The fusion of quantum computing and AI is turning cryptography from a static shield into a moving target. What once relied on fixed mathematical certainty is shifting to constant adaptation.
Cryptography secures information using mathematical techniques—think encrypted banking data, communications, and digital identities.
Quantum computing introduces new ways of computing that can break certain cryptographic methods. AI accelerates both the offensive and defensive sides.
The core shift is stark: cryptography is no longer a wall—it’s a target that keeps moving.
Why cryptography is the real heart of this revolution
Cryptography underpins almost every digital system. Without it, there’s no secure communication, no digital economy, and no online trust.
It protects, among other things:
- financial transactions
- medical data
- state secrets
- internet traffic (HTTPS)
That’s why quantum and AI impact cryptography more profoundly than any single application like Bitcoin.
Change crypto, and you change the entire digital foundation.
How quantum computing threatens cryptography
Quantum computing can fundamentally undermine certain forms of cryptography—especially asymmetric encryption.
Many systems rely on:
- RSA
- elliptic-curve cryptography (ECC)
These rest on problems that are hard for classical computers. In theory, quantum computers can solve them efficiently.
The headline example:
- Shor’s algorithm → can derive private keys from public data
But reality lags:
- quantum hardware is unstable
- it doesn’t scale yet
- error correction is extraordinarily complex
As current analyses show, there are no systems today that can break cryptography at a meaningful scale.
Why AI accelerates this threat
AI speeds up progress in both quantum tech and cryptography. It acts as a catalyst.
AI helps with:
- optimizing quantum algorithms
- simulating quantum processes
- improving error correction
And on the attack side:
- faster detection of weak keys
- analyzing implementation flaws
- automating cryptanalysis
Translation: the gap between theory and practice is shrinking.
The key nuance: AI doesn’t make quantum possible—it makes it usable sooner.
Cryptography shifts from certainty to probability
The classic promise of cryptography was absolute security. That’s shifting to probabilistic security.
Previously:
- a key was practically unbreakable
Now:
- a key is safe for a certain time window
This introduces a new imperative:
crypto-agility
Systems must be able to switch cryptographic methods quickly.

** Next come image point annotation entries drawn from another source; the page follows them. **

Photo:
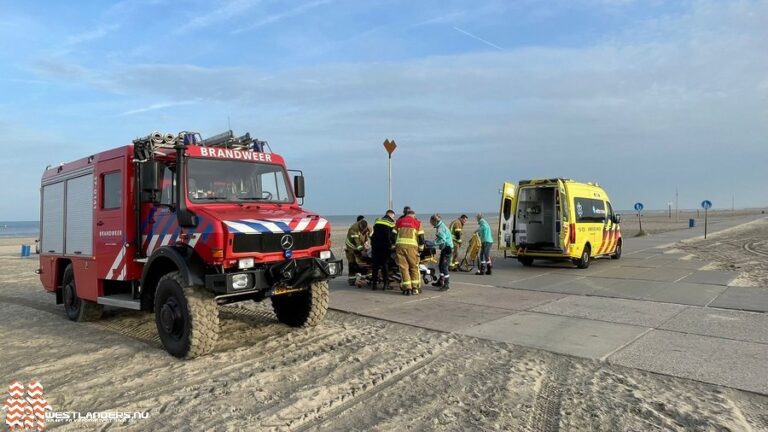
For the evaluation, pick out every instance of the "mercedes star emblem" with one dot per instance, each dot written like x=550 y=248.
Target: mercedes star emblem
x=286 y=242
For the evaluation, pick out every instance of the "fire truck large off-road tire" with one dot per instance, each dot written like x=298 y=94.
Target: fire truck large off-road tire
x=76 y=308
x=304 y=308
x=187 y=317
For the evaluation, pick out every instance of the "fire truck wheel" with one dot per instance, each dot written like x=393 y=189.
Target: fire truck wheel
x=76 y=308
x=303 y=308
x=583 y=262
x=187 y=318
x=617 y=253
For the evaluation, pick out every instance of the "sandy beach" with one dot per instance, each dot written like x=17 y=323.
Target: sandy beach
x=350 y=373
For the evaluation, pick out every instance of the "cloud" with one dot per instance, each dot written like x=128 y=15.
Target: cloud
x=290 y=13
x=491 y=44
x=228 y=11
x=90 y=35
x=650 y=105
x=158 y=106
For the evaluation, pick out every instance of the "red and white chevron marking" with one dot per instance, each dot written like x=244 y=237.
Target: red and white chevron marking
x=16 y=412
x=118 y=267
x=16 y=389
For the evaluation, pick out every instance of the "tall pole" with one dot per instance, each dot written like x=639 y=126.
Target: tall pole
x=390 y=146
x=677 y=208
x=390 y=182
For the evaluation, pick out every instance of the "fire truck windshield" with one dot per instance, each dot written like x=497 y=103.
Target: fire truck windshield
x=221 y=180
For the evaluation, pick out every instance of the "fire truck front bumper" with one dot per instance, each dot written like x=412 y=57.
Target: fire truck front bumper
x=292 y=273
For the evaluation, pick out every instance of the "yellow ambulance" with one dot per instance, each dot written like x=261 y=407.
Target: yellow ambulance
x=558 y=219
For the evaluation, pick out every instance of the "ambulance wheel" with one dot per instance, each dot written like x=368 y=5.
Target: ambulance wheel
x=466 y=265
x=525 y=261
x=187 y=318
x=583 y=262
x=303 y=308
x=617 y=252
x=76 y=308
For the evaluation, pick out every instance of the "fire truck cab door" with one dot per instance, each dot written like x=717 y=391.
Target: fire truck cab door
x=109 y=222
x=506 y=215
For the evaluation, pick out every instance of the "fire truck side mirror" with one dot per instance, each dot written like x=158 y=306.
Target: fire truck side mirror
x=151 y=176
x=298 y=186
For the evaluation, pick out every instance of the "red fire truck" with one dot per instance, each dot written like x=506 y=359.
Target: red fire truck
x=177 y=225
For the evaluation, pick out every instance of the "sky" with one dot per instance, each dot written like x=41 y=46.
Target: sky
x=643 y=97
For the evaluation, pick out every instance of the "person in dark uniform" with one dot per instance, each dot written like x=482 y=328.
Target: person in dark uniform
x=382 y=244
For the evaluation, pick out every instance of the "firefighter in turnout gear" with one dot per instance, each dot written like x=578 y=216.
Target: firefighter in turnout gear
x=456 y=227
x=486 y=239
x=444 y=242
x=353 y=248
x=408 y=247
x=382 y=244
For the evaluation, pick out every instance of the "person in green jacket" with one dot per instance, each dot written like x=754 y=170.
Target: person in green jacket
x=486 y=241
x=444 y=242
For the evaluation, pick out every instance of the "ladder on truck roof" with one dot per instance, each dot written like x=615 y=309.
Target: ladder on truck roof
x=145 y=147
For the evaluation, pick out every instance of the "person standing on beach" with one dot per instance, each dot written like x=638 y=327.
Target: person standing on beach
x=353 y=248
x=408 y=247
x=456 y=227
x=382 y=242
x=486 y=241
x=365 y=234
x=406 y=209
x=444 y=242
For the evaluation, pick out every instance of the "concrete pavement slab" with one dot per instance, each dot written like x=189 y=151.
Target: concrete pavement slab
x=500 y=277
x=663 y=274
x=674 y=261
x=622 y=273
x=737 y=364
x=711 y=277
x=743 y=298
x=636 y=262
x=361 y=300
x=504 y=298
x=681 y=293
x=563 y=283
x=566 y=335
x=622 y=311
x=438 y=314
x=746 y=326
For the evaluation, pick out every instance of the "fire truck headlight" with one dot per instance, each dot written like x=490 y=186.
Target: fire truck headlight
x=241 y=281
x=245 y=263
x=333 y=268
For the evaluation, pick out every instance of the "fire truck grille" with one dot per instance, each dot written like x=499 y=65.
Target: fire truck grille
x=265 y=243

Security stops being a destination and becomes a process.
Post-quantum cryptography: the new default?
Post-quantum cryptography aims to make systems resilient to quantum attacks. But the solutions aren’t flawless.
Key categories:
Hash-based cryptography
Extremely secure, but heavy and inefficient.
Lattice-based cryptography
Promising and flexible, but built on newer assumptions.
Code-based cryptography
Well-established strength, but less practical in deployment.
One crucial lesson:
some new systems have already been broken by classical computers.
The transition itself introduces risk.
The paradox of progress
The biggest threat to cryptography isn’t just attacks—it’s innovation itself.
New technologies bring:
- new vulnerabilities
- new dependencies
- new complexity
This creates a paradox:
- we must innovate to stay safe
- but innovation makes systems more vulnerable
Cryptography becomes a balance between:
The role of AI in defense
AI is becoming the primary defensive layer in modern cryptography.
AI can:
- detect vulnerabilities before they’re exploited
- design new cryptographic schemes
- analyze attacks in real time
This creates a new reality:
security becomes a contest between AI systems.
Human control shifts from direct action to oversight.
What does this mean for organizations and governments?
Organizations must rethink their cryptographic strategy end-to-end. Traditional security no longer cuts it.
Key steps:
- inventory where cryptography is used
- prepare for post-quantum migration
- invest in AI-driven security
For governments, this means:
- protecting national infrastructure
- strategic independence
- regulation around AI and cryptography
For the Netherlands, this is both an opportunity and a risk.
Philosophical layer: trust in an uncertain world
Cryptography is ultimately about trust—and that trust is under pressure.
We trust systems because:
- they are mathematically secure
- they operate consistently
- they are predictable
But quantum and AI introduce uncertainty:
- systems change faster
- assumptions have shorter shelf lives
- complexity increases
The question becomes:
what do we still trust when certainty is temporary?
The answer shifts toward:
- processes
- adaptivity
- transparency
The future of cryptography
Cryptography is evolving from a static technology into an adaptive ecosystem.
The top trends:
- multi-layer encryption (multiple systems at once)
- hybrid cryptography (classical + post-quantum)
- continuous security updates
The future isn’t one solution, but a combination.
Conclusion: a fundamental redefinition
Quantum and AI don’t tweak cryptography—they redefine it.
Key takeaways:
- Quantum is a theoretical threat
- AI accelerates practical development
- Cryptography becomes dynamic and adaptive
The core shift is clear: security is no longer a static property—it’s a process.